The Committee ~~also~~ decided ~~to keep the target range for the federal funds rate at 0 to 1/4 percent and currently anticipates that economic conditions--including low rates of resource utilization and a subdued outlook for inflation over the medium run--are likely to warrant exceptionally low levels for the federal funds rate at least through mid-2013~~ to continue its program to extend the average maturity of its holdings of securities as announced in September. The Committee is maintaining its existing policies of reinvesting principal payments from its holdings of agency debt and agency mortgage-backed securities in agency mortgage-backed securities and of rolling over maturing Treasury securities at auction. The Committee will regularly review the size and composition of its securities holdings and is prepared to adjust those holdings as appropriate to promote a stronger economic recovery in a context of price stability.
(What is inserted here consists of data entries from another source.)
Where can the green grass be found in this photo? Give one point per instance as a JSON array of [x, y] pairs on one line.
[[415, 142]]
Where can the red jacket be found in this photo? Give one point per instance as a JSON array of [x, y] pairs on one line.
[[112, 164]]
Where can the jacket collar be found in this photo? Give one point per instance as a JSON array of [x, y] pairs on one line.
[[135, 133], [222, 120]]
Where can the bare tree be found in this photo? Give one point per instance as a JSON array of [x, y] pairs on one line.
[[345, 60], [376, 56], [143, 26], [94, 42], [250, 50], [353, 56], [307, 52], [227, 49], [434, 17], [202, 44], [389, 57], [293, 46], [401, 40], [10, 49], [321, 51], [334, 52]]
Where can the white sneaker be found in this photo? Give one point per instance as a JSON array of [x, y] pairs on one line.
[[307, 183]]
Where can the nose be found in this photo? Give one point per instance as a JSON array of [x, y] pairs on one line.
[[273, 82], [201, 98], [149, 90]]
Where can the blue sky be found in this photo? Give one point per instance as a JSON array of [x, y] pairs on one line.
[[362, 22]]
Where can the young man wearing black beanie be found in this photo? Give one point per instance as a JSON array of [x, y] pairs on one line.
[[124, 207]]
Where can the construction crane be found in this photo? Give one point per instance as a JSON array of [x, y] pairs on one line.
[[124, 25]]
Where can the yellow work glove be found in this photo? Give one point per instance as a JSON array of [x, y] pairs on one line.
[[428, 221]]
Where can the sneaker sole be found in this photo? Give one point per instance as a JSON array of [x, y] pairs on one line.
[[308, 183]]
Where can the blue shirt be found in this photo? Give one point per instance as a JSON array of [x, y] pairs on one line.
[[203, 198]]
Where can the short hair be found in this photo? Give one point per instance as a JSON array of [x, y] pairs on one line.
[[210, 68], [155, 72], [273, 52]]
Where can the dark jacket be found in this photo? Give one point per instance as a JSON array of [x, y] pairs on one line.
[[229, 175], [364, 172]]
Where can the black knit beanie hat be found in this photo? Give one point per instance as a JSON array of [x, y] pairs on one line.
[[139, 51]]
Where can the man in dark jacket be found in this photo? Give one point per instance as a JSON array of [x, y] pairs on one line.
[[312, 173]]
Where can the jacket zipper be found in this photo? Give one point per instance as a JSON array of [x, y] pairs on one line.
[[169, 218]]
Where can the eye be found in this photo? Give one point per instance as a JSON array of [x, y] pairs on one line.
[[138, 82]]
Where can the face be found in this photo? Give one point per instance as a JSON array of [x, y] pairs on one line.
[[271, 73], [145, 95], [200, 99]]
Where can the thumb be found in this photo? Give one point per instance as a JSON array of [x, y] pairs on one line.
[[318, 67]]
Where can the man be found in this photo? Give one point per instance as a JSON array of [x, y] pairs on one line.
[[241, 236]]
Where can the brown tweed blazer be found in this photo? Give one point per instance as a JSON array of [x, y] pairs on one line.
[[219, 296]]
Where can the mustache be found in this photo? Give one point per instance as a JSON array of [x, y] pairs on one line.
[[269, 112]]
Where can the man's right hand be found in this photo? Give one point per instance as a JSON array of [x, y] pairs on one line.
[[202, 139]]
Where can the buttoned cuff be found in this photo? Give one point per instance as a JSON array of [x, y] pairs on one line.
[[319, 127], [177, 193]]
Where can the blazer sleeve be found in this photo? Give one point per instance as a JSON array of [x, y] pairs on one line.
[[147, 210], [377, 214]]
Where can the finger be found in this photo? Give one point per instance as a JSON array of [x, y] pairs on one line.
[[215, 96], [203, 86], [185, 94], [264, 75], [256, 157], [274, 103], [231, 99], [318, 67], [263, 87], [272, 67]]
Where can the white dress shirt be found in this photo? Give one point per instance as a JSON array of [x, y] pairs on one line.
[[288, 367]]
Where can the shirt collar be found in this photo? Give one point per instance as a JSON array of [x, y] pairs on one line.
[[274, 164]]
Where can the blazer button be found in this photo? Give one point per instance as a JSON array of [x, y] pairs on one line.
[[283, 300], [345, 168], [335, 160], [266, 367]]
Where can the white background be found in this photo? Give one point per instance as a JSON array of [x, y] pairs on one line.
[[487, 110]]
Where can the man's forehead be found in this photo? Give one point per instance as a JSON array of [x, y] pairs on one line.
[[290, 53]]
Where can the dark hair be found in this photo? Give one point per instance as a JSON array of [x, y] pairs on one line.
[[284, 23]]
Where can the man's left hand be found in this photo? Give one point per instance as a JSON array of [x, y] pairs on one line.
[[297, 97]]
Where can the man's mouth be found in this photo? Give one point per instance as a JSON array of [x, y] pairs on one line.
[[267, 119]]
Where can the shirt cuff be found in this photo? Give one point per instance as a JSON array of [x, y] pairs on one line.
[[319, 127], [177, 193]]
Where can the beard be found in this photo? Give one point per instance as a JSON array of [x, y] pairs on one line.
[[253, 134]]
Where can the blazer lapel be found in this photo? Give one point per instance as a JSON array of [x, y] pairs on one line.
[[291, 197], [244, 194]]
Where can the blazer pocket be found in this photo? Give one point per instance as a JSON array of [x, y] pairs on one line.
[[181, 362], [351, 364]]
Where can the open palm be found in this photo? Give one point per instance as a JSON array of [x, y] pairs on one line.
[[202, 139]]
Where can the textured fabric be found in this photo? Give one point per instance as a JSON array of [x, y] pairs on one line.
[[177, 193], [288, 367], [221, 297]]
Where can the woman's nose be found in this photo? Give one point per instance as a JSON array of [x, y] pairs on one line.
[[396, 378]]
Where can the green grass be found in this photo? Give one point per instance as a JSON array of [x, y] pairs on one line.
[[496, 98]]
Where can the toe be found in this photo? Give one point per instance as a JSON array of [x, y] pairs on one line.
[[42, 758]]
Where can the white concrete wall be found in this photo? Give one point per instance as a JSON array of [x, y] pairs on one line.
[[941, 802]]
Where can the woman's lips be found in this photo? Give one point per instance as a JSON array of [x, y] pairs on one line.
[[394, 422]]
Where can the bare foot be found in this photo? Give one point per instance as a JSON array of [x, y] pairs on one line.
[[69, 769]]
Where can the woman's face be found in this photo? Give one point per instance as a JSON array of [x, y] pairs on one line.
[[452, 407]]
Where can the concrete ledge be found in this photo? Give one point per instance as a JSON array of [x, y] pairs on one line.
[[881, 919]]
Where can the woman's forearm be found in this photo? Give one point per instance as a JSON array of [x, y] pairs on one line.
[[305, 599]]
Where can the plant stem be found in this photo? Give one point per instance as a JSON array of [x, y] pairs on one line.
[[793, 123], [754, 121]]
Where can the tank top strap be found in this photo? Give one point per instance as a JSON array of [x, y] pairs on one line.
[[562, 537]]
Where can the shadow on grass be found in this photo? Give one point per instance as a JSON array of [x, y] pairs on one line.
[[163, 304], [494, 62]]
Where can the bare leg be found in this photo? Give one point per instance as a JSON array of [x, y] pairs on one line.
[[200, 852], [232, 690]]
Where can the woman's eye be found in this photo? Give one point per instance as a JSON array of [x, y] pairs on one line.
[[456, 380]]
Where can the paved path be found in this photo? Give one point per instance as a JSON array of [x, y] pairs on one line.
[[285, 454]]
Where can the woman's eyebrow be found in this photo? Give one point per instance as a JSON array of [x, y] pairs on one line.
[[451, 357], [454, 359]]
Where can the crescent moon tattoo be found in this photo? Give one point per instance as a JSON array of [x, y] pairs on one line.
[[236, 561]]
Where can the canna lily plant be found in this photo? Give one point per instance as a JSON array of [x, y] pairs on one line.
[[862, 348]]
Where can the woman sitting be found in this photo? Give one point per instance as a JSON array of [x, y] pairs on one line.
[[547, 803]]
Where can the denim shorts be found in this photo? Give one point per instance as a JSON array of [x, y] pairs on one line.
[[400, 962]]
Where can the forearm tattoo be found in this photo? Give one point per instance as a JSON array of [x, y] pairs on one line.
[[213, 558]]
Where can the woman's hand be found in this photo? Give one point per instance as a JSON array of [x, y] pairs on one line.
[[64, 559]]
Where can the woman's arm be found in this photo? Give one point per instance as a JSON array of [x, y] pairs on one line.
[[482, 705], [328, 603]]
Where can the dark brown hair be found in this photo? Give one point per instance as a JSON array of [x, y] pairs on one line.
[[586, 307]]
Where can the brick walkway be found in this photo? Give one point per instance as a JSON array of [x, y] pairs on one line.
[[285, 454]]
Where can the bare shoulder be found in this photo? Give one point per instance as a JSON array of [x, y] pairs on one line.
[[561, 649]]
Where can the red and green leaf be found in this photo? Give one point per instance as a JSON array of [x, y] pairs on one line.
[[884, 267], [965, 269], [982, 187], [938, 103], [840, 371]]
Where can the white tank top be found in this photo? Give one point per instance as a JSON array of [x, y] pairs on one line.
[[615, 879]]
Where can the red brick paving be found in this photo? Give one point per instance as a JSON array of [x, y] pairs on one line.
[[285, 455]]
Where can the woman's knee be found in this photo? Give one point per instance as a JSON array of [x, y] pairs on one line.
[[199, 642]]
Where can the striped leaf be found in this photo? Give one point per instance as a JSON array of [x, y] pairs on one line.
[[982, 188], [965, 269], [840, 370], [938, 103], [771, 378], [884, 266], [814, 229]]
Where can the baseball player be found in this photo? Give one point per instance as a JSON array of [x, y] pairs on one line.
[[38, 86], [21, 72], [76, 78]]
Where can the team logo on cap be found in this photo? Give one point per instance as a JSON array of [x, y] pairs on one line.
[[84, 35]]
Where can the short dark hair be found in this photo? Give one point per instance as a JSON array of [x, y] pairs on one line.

~~The Committee will continue to assess the economic outlook in light of incoming information and is prepared to employ its tools to promote a stronger economic recovery in a context of price stability.~~
| Removed | Added | Significance |
|---|---|---|
| "mid-2013" | "late 2014" | Major. Extends forward guidance by ~18 months, signaling a much longer horizon for zero-bound rates. |
| "moderate pace of economic growth" | "growth... to be modest" | Moderate. "Modest" is generally viewed as a step down from "moderate," signaling a weaker growth outlook. |
| "inflation has moderated" | "inflation has been subdued" | Moderate. "Subdued" suggests a more persistent lack of inflationary pressure than "moderated." |
| "pay close attention to... inflation" | "expects to maintain a highly accommodative stance" | Major. Shifts focus from monitoring inflation risks to explicitly committing to aggressive easing. |
| "business fixed investment... increasing less rapidly" | "growth in business fixed investment has slowed" | Minor. More definitive language regarding the decline in business investment. |
The Committee has shifted from describing inflation as having "moderated" (a change in trend) to being "subdued" (a state of being). More importantly, the Committee removed the cautionary sentence regarding "paying close attention to the evolution of inflation." This suggests the Committee is less concerned about an upside inflation surprise and more concerned about the risk of deflation or insufficient demand.
There is a subtle but important degradation in the growth outlook. The shift from "moderate" to "modest" growth indicates a lowering of expectations for the GDP trajectory. While labor market indicators show "further improvement," the Committee maintains that the unemployment rate will decline "only gradually," reinforcing the need for prolonged support.
This is the most aggressive change in the statement. The Committee has not only pushed the "exceptionally low" rate window from mid-2013 to late 2014 but has introduced the explicit phrase "highly accommodative stance for monetary policy." This provides a stronger qualitative commitment to easing beyond just the federal funds rate.
Verdict: Strongly Dovish
The Committee has shifted significantly in a dovish direction. The primary driver is the dramatic extension of forward guidance (pushing the rate floor out by a year and a half) and the explicit commitment to a "highly accommodative stance." By downgrading growth expectations from "moderate" to "modest" and removing the cautionary language regarding inflation monitoring, the FOMC has signaled that the risks to the economy are overwhelmingly skewed to the downside, necessitating a longer and more aggressive period of monetary stimulus.